These are the key concepts you need to understand to accurately answer the question.

Cooling Process

The cooling process is essentially the decrease in temperature of an object as it releases heat to its surroundings. When spheres A and B are transferred into the cooler baths, their initial high temperatures begin to drop. The driving force behind this is the temperature difference between the sphere and the environment. This cooling continues until thermal equilibrium is achieved, meaning the temperature of the spheres matches the bath temperature of 320 K. In our exercise, the spheres initially have a temperature of 800 K, so this difference is significant.

During the cooling process, heat transfer mechanisms such as conduction and convection are active. These play crucial roles in how quickly each sphere reaches 415 K. Different materials and sphere sizes affect how heat is transferred, with larger volumes or low conductivity materials often cooling slower. Specific parameters of the sphere like diameter and thermal properties are crucial in determining how fast or slow this cooling process happens.

Heat Conduction

Heat conduction is the transfer of thermal energy within the sphere itself. This means heat moves from the hotter inner regions to cooler outer parts, trying to balance internal temperatures. In our scenario, we see this in Sphere A and B as they cool in their respective baths.

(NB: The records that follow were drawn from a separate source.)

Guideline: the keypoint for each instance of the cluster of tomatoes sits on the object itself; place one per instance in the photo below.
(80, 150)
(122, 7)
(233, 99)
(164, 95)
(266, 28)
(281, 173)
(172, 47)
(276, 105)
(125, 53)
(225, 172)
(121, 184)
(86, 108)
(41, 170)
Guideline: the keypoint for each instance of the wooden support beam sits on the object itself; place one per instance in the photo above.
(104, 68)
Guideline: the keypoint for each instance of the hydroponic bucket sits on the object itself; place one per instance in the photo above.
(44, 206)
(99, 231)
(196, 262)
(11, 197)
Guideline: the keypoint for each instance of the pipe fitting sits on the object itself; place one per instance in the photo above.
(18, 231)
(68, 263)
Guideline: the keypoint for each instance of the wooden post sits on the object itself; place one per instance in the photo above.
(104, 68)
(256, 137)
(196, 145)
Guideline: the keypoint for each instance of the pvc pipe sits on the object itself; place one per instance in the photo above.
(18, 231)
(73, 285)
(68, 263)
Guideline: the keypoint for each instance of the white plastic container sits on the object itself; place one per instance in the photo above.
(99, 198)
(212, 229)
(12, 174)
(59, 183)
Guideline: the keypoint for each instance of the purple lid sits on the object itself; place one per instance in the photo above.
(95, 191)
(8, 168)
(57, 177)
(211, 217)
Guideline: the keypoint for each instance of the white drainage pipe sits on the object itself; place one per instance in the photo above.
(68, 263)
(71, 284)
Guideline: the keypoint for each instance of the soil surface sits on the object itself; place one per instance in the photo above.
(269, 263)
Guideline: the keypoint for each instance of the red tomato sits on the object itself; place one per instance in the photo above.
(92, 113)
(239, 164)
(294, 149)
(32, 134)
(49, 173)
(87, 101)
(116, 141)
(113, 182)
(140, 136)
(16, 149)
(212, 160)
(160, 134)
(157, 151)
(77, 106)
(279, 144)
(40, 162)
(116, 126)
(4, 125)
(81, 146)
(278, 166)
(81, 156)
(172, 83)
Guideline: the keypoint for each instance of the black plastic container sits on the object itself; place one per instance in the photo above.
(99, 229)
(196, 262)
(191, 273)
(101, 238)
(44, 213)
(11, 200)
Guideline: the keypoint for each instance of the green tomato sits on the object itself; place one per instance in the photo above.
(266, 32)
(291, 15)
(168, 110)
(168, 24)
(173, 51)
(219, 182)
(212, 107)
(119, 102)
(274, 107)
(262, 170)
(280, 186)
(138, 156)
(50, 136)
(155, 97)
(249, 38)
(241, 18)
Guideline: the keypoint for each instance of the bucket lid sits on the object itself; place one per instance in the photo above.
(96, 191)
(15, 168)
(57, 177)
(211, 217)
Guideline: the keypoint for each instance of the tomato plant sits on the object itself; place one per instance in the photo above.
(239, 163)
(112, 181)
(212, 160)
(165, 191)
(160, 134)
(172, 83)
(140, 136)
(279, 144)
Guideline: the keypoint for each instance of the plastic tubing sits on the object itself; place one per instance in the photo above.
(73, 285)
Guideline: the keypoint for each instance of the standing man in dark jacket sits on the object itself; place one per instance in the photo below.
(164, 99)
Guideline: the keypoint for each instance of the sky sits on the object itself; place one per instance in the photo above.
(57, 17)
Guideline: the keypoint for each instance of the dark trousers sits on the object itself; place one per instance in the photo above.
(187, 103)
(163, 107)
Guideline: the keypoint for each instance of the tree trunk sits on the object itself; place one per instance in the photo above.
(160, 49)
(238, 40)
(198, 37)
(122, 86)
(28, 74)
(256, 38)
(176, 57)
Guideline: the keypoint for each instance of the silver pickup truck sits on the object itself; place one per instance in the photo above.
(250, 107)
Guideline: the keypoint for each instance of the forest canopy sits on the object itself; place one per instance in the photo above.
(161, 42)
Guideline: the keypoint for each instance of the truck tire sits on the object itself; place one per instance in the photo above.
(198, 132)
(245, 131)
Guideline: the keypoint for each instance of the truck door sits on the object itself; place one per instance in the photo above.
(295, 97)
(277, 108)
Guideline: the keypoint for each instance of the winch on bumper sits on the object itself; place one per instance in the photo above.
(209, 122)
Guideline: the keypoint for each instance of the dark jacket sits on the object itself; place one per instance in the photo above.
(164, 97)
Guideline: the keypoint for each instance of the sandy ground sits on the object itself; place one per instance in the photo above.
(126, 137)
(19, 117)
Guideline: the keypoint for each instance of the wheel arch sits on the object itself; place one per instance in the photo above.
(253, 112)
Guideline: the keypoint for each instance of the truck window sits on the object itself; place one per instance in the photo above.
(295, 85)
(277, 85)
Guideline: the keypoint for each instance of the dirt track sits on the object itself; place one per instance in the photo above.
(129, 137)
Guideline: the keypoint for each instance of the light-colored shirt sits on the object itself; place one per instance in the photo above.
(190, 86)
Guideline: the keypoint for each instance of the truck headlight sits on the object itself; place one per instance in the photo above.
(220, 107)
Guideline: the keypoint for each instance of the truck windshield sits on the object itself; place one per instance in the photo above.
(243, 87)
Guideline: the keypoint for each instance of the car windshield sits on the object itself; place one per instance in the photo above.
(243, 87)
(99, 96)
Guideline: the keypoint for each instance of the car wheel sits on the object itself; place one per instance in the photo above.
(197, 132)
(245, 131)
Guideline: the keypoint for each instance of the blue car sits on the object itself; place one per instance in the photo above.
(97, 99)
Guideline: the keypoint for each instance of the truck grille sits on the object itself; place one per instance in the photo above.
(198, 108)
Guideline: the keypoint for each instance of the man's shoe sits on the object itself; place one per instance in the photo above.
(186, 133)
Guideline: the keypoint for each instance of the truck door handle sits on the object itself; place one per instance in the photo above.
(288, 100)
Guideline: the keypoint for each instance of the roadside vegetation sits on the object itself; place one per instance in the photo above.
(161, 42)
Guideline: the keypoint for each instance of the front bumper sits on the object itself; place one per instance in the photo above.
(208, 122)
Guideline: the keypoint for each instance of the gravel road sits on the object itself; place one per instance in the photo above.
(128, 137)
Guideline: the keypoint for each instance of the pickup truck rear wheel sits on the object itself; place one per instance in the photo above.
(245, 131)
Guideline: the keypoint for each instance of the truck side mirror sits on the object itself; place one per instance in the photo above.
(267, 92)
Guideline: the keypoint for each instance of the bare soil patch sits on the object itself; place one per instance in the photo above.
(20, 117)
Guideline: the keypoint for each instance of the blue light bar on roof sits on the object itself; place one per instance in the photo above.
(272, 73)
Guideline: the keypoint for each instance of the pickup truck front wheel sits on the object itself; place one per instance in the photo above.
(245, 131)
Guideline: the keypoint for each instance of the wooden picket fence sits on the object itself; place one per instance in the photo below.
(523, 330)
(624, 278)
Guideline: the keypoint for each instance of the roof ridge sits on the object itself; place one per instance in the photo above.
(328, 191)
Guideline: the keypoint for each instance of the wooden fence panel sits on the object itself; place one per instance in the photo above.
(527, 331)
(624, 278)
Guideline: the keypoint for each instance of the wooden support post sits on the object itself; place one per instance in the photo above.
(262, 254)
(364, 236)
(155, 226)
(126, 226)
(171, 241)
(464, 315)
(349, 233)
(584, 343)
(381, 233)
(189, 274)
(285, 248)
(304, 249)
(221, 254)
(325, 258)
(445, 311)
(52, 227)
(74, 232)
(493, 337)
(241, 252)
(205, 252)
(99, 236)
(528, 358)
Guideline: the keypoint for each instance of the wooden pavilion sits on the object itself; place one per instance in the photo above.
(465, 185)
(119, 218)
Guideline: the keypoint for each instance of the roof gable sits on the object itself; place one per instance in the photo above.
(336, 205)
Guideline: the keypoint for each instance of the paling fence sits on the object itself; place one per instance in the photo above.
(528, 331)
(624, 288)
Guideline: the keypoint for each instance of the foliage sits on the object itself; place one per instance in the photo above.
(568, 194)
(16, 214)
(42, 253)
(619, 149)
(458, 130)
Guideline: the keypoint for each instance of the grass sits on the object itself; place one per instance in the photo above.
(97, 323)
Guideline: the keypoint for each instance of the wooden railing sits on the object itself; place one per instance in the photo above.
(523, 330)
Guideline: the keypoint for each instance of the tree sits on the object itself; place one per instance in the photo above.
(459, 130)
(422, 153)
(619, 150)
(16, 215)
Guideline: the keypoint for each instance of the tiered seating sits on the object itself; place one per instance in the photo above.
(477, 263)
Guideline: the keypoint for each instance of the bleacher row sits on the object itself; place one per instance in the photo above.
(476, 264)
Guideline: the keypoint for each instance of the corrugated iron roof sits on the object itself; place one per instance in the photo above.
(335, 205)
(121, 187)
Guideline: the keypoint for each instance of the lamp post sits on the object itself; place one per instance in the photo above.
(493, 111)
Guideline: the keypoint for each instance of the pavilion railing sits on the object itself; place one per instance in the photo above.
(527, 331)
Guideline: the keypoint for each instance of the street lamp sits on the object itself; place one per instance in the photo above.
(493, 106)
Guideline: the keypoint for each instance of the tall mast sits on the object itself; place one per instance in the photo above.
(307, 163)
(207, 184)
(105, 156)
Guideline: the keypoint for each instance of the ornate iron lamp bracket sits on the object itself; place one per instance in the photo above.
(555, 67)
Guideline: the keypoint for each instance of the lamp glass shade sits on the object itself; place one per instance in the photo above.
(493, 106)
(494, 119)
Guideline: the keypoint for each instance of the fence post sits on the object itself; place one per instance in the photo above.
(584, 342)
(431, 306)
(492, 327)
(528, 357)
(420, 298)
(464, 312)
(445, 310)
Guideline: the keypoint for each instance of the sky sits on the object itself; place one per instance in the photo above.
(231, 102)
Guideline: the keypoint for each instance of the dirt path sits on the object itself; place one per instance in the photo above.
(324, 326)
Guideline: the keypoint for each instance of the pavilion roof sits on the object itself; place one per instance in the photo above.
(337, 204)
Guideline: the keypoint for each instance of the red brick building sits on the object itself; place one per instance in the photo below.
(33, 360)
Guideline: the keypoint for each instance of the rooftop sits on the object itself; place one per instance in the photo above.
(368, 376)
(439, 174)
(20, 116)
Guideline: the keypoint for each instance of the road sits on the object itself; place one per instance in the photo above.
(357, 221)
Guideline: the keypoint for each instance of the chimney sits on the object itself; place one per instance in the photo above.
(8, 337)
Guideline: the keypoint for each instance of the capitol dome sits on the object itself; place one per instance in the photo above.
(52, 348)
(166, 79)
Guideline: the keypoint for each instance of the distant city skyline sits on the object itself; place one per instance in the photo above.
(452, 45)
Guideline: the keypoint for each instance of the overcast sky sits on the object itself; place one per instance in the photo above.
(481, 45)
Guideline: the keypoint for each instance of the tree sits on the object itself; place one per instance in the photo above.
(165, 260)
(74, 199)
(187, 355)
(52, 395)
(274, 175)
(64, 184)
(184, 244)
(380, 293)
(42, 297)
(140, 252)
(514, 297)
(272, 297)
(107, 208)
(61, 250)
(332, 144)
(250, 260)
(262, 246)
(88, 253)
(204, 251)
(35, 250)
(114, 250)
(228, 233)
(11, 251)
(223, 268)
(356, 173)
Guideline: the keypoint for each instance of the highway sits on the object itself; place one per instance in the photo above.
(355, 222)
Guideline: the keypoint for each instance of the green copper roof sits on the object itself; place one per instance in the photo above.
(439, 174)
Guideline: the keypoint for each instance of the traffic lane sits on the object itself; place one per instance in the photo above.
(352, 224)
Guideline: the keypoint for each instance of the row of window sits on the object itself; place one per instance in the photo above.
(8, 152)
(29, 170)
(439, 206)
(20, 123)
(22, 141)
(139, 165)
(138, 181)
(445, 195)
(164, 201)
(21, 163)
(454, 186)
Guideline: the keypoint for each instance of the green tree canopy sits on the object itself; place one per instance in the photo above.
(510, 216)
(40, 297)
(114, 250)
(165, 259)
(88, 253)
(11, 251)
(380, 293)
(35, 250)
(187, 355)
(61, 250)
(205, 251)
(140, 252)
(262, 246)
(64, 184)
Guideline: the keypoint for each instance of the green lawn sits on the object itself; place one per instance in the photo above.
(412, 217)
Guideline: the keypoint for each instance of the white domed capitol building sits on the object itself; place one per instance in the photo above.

The rate of conduction depends on the material's thermal conductivity, denoted as 'k'. This property tells us how well heat travels through a material. For instance, Sphere A, with a thermal conductivity of 170 W/m·K, will conduct heat differently compared to Sphere B, which has a much lower conductivity of 1.70 W/m·K.

• Higher conductivity results in faster heat transfer within the object.
• Lower conductivity implies slower internal heat transfer, requiring more time for the entire object to cool uniformly.

Understanding conduction helps predict temperature differences between the center and surface of the spheres.

Convection

Convection is the process of heat transfer from the sphere's surface to the surrounding bath. It's an external mechanism, involving the movement of fluid particles around the sphere, which transfer the heat away.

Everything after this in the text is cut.